9. Par conséquent, dès lors qu'il est constant qu'à la date de sa demande, Mme A remplissait également les autres conditions auxquelles est subordonné l'octroi de l'allocation d'aide au retour à l'emploi, elle avait droit à cette allocation et elle est fondée à demander l'annulation de la décision par laquelle le maire de la commune de Bures-sur-Yvette a refusé de la lui accorder. Il ne résulte pas de l'instruction que l'intéressée aurait depuis lors cessé de remplir les conditions pour bénéficier de cette allocation.
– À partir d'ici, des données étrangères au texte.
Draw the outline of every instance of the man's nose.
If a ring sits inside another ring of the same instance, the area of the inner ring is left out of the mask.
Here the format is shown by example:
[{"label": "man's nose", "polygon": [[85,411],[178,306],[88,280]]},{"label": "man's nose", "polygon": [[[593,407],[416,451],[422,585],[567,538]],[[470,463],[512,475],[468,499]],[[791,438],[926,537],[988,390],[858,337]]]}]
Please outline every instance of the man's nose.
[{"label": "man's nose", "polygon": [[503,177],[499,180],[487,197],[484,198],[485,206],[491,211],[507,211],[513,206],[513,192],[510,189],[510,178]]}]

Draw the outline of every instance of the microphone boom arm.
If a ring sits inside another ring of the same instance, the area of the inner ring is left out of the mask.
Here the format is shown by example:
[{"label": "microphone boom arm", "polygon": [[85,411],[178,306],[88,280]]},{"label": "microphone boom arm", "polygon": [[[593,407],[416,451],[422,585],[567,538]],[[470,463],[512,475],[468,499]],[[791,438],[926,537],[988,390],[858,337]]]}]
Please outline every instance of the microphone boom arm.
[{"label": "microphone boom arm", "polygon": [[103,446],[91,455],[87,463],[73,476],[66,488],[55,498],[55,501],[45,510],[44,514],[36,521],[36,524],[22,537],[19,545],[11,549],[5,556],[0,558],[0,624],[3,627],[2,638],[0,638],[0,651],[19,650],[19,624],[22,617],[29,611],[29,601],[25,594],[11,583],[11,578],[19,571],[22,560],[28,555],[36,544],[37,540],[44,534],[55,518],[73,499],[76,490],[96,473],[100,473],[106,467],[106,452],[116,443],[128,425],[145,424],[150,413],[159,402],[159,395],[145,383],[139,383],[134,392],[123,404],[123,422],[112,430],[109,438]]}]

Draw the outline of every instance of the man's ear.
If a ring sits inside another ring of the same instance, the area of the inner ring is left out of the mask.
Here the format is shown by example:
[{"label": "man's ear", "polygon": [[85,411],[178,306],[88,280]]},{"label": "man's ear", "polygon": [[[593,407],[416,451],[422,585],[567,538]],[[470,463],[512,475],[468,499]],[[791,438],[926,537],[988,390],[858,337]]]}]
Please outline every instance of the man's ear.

En revanche, l'état de l'instruction ne permet pas de déterminer le montant exact des droits que Mme A aurait dû percevoir depuis la date de sa demande. Il y a lieu, en conséquence, de la renvoyer devant la commune de Bures-sur-Yvette pour le calcul et le versement de l'allocation d'aide au retour à l'emploi depuis cette date.

10. Il y a lieu, dans les circonstances de l'espèce, de mettre à la charge de la commune de Bures-sur-Yvette le versement à Mme A d'une somme de 1 800 euros au titre de l'article L. 761-1 du code de justice administrative. Ces mêmes dispositions font obstacle à ce qu'une somme soit mise à la charge de Mme A qui n'est pas, dans la présente instance, la partie perdante.

D E C I D E :

Article 1er : La décision du 8 février 2021 du maire de la commune de Bures-sur-Yvette refusant d'accorder à Mme A le bénéfice de l'allocation d'aide au retour à l'emploi est annulée.

Article 2 : Mme A est renvoyée devant la commune de Bures-sur-Yvette pour le calcul et le versement des allocations d'aide au retour à l'emploi auxquelles elle a droit depuis la date de sa demande.

Article 3 : La commune de Bures-sur-Yvette versera à Mme A une somme de 1 800 (mille huit cents) euros au titre de l'article L. 761-1 du code de justice administrative.

Article 4 : Les conclusions présentées par la commune de Bures-sur-Yvette au titre de l'article L. 761-1 du code de justice administrative sont rejetées.

Article 5 : Le présent jugement sera notifié à Mme B A et à la commune de Bures-sur-Yvette.

Délibéré après l'audience du 8 décembre 2023, à laquelle siégeaient :

Mme Gosselin, président,

M. Maitre, premier conseiller,

Mme Geismar, première conseillère.

Rendu public par mise à disposition au greffe le 22 décembre 2023.

Le rapporteur,

signé

B. Maitre

Le président,

signé

C. Gosselin

La greffière,

signé

S. Lamarre

La République mande et ordonne au préfet de l'Essonne en ce qui le concerne ou à tous commissaires de justice à ce requis en ce qui concerne les voies de droit commun, contre les parties privées, de pourvoir à l'exécution de la présente décision.